Introduction
- Correlation Analysis is a statistical tool used to study the relationship between two variables.
- It helps us understand how changes in one variable might be related to changes in another.
- For example, as the temperature increases, ice cream sales also increase.
- But not all relationships are direct; some might be just coincidences or caused by a third factor.
- By analysing correlations, we can find patterns, make predictions, and understand real-world relationships better.
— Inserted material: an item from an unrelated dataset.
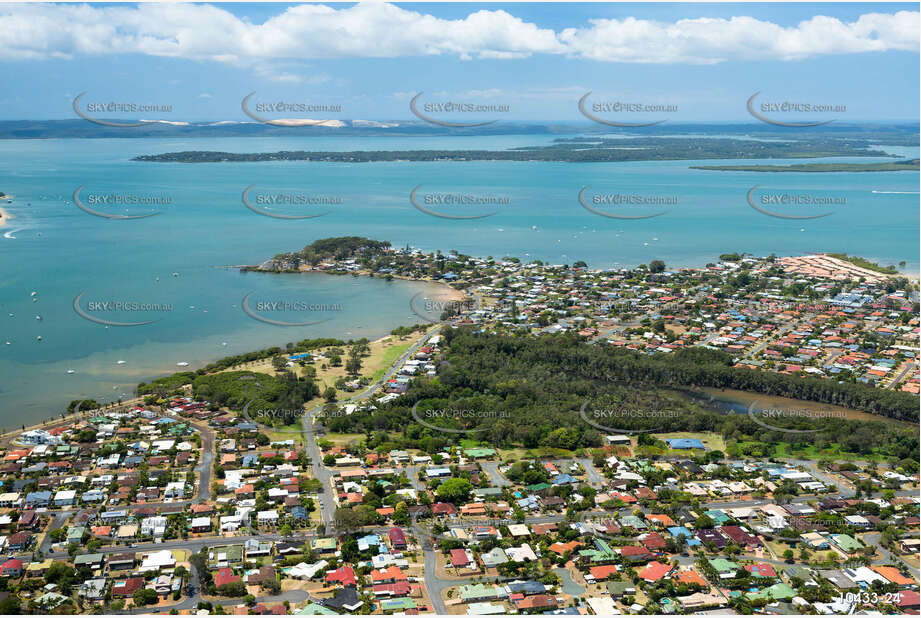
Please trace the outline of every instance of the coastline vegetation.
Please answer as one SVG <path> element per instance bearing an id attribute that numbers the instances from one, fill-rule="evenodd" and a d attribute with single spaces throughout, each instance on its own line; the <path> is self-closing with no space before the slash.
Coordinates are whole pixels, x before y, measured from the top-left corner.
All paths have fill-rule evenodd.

What is Correlation Analysis?
Correlation Analysis helps us understand the relationship between two variables. It answers questions like:
- If one variable changes, does the other change too?
- Do they increase or decrease together?
- How strong is the relationship between them?
Examples of Correlation
1. Temperature and Ice-Cream Sales:
- As the temperature increases, ice cream sales increase.
- The two variables (temperature and ice cream sales) move in the same direction.
2. Supply and Price of Tomatoes:
- When supply increases (lots of tomatoes in the market), the price drops.
- The two variables (supply and price) move in opposite directions.

Types of Relationships
1. Cause and Effect Relationship:
- One variable directly affects the other.
- Example: Low rainfall ➔ Low agricultural productivity.
2. Coincidence (No Cause and Effect):
- Two variables may seem related, but it’s just a coincidence.
- Example: Size of shoes and money in your pocket. They are unrelated.
3. Third Variable Impact:
- Sometimes, a third variable affects both variables, making them appear related.
- Example: High temperature ➔ More ice-cream sales & More people swimming ➔ More deaths by drowning.
- Temperature is the real reason both ice cream sales and drowning incidents rise, but they are not directly related to each other.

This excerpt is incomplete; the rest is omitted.